Re: Linux locks up (100+ node network; Have tried different kernels,

kernellist@source.intac.net
Mon, 15 Oct 2001 13:59:51 -0400 (EDT)


I have disabled APIC on a few select boxes by lilo.conf (appedning
'noapic'). But, on the boxes that I have disabled APIC on I get a ton of
these messages:

kernel: stuck on TLB IPI wait (CPU#3)
kernel: eth0: card reports no resources.

Also, I am not sure why this is happening, but this is how my day has gone
today(8 hung boxes, which I needed to reboot):

1. Server crashed
2. Call our Colo facility and try to see if any response; No
response.
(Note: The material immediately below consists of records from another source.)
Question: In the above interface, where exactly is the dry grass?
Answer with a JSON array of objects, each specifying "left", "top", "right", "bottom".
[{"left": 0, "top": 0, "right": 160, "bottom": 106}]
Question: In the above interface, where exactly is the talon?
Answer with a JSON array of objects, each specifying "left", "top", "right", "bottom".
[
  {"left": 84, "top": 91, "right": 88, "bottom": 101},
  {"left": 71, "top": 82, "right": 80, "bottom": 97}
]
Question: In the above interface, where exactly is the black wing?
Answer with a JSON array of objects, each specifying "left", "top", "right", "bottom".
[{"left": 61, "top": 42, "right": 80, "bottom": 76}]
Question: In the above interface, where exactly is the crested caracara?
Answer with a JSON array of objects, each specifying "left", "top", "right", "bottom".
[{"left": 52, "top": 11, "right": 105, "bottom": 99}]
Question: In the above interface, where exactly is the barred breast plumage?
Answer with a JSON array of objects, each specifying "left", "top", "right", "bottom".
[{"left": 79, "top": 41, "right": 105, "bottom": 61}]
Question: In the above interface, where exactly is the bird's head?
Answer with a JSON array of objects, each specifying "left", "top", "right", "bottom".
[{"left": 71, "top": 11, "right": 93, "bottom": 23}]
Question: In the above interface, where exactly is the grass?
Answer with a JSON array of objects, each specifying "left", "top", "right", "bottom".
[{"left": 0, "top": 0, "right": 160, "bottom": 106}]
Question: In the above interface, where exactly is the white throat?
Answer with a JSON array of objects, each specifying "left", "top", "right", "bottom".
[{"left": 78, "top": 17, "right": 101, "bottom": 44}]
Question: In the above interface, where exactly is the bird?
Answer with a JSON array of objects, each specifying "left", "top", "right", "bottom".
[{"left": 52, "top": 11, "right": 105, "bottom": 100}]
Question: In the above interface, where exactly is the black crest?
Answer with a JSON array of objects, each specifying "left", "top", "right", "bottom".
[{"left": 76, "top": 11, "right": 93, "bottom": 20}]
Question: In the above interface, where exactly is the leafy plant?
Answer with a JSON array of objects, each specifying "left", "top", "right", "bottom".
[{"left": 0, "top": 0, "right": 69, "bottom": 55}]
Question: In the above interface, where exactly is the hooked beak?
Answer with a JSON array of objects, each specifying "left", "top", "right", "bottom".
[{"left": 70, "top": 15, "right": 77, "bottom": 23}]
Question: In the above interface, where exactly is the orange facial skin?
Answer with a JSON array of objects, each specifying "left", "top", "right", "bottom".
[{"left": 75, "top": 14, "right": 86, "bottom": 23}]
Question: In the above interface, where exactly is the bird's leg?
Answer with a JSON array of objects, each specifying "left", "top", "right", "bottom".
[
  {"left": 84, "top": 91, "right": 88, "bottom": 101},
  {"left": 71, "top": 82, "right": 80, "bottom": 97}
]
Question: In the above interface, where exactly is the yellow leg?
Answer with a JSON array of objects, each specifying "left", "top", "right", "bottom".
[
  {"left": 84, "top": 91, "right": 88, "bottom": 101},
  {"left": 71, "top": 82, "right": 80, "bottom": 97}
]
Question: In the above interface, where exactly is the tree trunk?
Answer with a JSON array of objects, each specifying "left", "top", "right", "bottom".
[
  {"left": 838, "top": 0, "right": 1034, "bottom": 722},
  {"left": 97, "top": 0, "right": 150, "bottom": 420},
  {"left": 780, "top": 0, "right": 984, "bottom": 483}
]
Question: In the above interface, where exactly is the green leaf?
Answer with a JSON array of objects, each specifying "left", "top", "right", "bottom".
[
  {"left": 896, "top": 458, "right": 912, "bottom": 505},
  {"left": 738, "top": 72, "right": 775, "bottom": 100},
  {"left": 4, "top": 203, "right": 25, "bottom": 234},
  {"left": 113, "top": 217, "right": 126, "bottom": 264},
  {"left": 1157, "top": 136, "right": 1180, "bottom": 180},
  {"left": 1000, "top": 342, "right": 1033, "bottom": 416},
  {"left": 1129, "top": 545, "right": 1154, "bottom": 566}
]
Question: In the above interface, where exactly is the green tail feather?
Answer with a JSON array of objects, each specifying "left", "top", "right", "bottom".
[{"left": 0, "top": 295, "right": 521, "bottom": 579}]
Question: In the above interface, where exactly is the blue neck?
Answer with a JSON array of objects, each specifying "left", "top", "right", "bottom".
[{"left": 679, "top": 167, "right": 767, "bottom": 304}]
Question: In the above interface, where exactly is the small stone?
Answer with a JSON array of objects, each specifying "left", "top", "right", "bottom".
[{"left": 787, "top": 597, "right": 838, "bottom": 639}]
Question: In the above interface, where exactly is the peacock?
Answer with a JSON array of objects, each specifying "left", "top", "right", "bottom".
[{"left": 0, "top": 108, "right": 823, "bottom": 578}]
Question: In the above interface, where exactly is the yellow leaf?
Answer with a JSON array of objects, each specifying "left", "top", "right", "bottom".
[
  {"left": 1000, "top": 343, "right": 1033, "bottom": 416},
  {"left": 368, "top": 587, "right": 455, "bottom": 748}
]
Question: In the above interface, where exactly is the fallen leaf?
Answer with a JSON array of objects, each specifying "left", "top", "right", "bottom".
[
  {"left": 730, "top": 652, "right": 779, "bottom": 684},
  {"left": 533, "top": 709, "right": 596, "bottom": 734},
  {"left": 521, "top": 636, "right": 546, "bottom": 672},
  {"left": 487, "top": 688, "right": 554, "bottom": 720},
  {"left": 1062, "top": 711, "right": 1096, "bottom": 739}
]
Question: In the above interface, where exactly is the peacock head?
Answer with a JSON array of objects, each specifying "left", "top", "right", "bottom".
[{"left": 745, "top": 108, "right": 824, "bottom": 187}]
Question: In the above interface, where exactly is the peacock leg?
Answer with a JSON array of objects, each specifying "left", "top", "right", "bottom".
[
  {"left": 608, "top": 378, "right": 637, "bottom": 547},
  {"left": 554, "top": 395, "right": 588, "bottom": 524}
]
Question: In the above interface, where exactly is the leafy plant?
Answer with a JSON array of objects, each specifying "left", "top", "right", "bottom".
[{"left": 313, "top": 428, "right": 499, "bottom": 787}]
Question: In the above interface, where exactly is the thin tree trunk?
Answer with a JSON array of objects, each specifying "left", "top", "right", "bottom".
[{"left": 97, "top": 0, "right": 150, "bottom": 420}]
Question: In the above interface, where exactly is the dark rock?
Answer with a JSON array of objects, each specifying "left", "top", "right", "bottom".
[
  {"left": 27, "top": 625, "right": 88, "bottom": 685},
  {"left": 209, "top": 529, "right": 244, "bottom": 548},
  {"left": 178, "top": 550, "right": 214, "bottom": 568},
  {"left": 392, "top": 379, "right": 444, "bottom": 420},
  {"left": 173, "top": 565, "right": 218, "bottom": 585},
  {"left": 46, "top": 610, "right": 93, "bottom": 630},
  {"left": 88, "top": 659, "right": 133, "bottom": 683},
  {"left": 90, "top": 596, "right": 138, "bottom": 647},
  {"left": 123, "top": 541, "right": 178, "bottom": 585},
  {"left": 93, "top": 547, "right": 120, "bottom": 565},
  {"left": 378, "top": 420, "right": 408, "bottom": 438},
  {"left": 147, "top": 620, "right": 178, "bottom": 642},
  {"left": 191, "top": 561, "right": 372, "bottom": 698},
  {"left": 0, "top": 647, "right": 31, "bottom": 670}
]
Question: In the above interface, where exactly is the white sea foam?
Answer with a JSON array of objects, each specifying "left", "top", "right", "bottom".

Machine is on, no disk activity, no kb input.
3. Colo reboots the machine
4. Machine boots up and runs fsck for about ~40min+ (we use many many
inodes)
5. Machines finishes fsck, and is pingable/usable
6. New hosts goes down

It's loop..Thats how my day has gone. I am having my Colo to some power
tetsing, but I dont believe this to be an issue with power at all(we are
well within limits, and the Colo will be running testing and even more
monitoring on our power).

All these boxes are same hardware(look below in my initial email).

Anyone have any ideas? I still cant say if 'noapic' mode is working for
me(its only been 24hours since I made those changes to 5 hosts). These are
IBM X Series 330 machines, dual PIII, 1.8gig ram, 2 x 36gig, Intel
Eepro(Intel 82557 (rev 8)). Any more info needed?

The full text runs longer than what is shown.